Tuesday, 7 January 2014

How I View Sustainability

The beaver does a lot of damage. It builds dams, causes localised flooding, stops water from reaching areas it would normally flow to seasonally.

Humans are like beavers. We build these massive colonies of structures, we destroy ecologies to create new plantations of monocultures, we waste land by building housing on top of fertile soils, we pollute our waterways, we push noxious fumes into the air and make it unsafe... the list is a long one.

I've heard the viewpoint that we're different somehow from every other animal, that we have some inherent right to the land that doesn't belong to any other species. That's anthropomorphic bullshit. More and more, we're learning that we're no different from any other mammal.

If I make a mess, it's my responsibility to clean it up. Well, we as a species made a mess. and we have one thing that other animals don't appear to have: we have awareness of the fact that we screwed up. We have awareness of how badly we screwed up. And we have the ability to try to fix it.

Personally, I think it's too late to try fixing. However, it's not too late to make sure we cut down the amount we break in the future.

To that end, this is what sustainability is to me:

Sustainability is putting solar panels on my house, because then I won't have to pay as much for electricity. It also means that a minute amount less coal needs to be dug out of the ground to run the Powerplant at required levels, but that's a side-effect.
The same goes for installing LED lights in my house. For filling my house with power-saving devices. For hanging my clothes on the clothesline instead of using a dryer.

Sustainability is growing my own food, because then I won't have to pay as much for food. It also means that a chunk of land is no longer wasted on lawn. It means that the people I feed are not dependent upon commercial monocultures. It provides a place for bees and other insects to safely gather nectar without being poisoned by pesticides, and for birds to pick at insects.

Sustainability is building our structures around the house with recycled materials, because stuff that was once in a demolished house is so much cheaper than buying wood that's just been chopped down last week. And that avoids putting it in landfill, which is never a nice choice.

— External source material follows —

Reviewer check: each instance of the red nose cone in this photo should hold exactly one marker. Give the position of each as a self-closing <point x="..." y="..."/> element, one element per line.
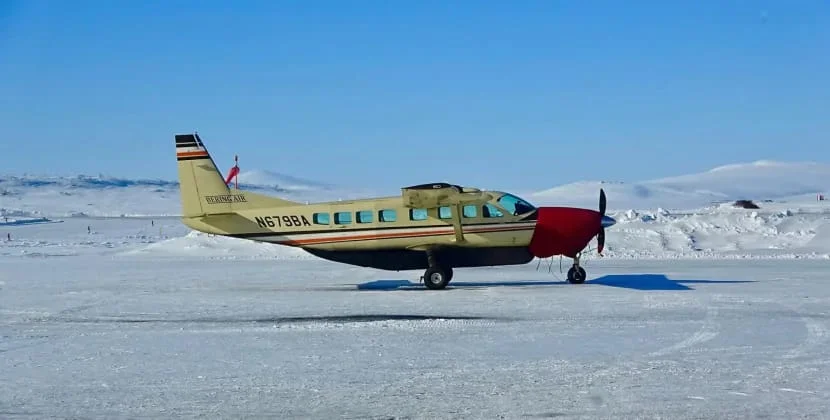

Sustainability is composting my food waste. Because compost is great on my garden. It's expensive to buy stuff like that. And like I said, landfill is never a good choice.

Sustainability is reducing waste in the office by double-siding internal documents and using toner-save settings. It saves money and means that only half as much paper and ink get used, plus the company has more money at the end of the year with which to give us all raises.

Sustainability (and this one will raise eyebrows) is GMOs produced to ensure that nations with high populations of food-insecure families have not only more food, but more nourishing food to go around. This means that there is less effort spent in these countries on just surviving, which frees up people's ability to increase their economic stability. More economic stability leads to more education and less need for population expansion. 

Sustainability is planting native plants to desalinate ground. Because ground that doesn't grow anything is worth about as much as you can grow on it.

Sustainability is striving for carbon negative, because global climate change is bad for business. You can't get your product to your consumer if you're blocked from them by unseasonal flooding and people recovering from their house being destroyed by a super-cyclone don't have money to spend on your gee-gaw of the month.

There are a hundreds more examples I can give, and they all come back to one point. Sustainability makes financial sense. And if we can sell it to the corporations who have the muscle to move the mountains in the way, we've got part of the battle out of the way. Money may seem like like a very base reason to do something, but money is king, and we can't dig our way out of our mess without it.